LaToya Shambo, the CEO of the influencer marketing agency Black Girl Digital, says that part of her job connecting content creators to brands is playing the occasional therapist. “[Being an influencer] is demanding,” she says. “If you don’t figure out how to manage your time, you’re going to feel burned out and overwhelmed.” Perhaps because she sees firsthand how social media can impact people’s real lives, even she is careful about her own use, preferring to, as she puts it, “post and ghost. There are times when I can’t log on because it can easily shift my mindset and my energy, no matter how I curate my time line. I’m deliberate.”

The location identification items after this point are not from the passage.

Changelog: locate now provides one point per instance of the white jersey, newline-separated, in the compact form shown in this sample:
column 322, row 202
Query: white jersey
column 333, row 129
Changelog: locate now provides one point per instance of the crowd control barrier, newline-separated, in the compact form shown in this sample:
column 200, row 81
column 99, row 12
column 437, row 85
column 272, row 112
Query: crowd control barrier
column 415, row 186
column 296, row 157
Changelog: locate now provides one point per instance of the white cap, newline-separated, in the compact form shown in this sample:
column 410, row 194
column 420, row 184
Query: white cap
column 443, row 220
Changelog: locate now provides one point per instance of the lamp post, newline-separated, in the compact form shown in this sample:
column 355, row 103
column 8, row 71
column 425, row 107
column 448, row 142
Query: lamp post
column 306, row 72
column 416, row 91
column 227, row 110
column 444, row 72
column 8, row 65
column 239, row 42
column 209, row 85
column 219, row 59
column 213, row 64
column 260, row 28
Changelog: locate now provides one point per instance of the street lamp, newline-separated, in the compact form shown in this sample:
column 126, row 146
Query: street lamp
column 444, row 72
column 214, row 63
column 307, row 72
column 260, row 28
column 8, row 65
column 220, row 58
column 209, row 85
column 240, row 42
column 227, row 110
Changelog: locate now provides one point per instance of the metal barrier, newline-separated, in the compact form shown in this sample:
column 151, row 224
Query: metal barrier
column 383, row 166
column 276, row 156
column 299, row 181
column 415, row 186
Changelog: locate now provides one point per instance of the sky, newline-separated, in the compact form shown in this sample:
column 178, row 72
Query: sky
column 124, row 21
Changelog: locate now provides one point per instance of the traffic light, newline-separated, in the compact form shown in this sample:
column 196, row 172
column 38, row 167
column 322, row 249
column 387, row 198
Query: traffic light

That said, Shambo says social media isn’t going anywhere — there’s too much money to be made, both for companies and for individuals sharing their lives for sponsorship. Of course, there’s a whole ocean of possibility between using social media a lot and not using it at all, and the best course for people overwhelmed with social media but not wanting to abandon it entirely is to find a reasonable middle ground. Even influencers like Monroe do it that way: She chooses one day to shoot content, another day to edit, another day for strategy and planning, then leaves it alone the remaining days … if possible. And then there are parts she doesn’t show, like time with her husband and details about her father, who has terminal cancer. “We [influencers] have things that happen in our lives where, even if you think our lives are perfect, we are human. We’re real. Oftentimes, followers [make us] feel so obligated, like you owe them something. Just because I’m here doesn’t mean I owe you anything. It makes you feel like you have to be on 24-7, like you always have to step your game up.” Does she think about retiring? “I do,” she says. “But I don’t know if I’ll ever stop, ’cause it’s so easy for me.”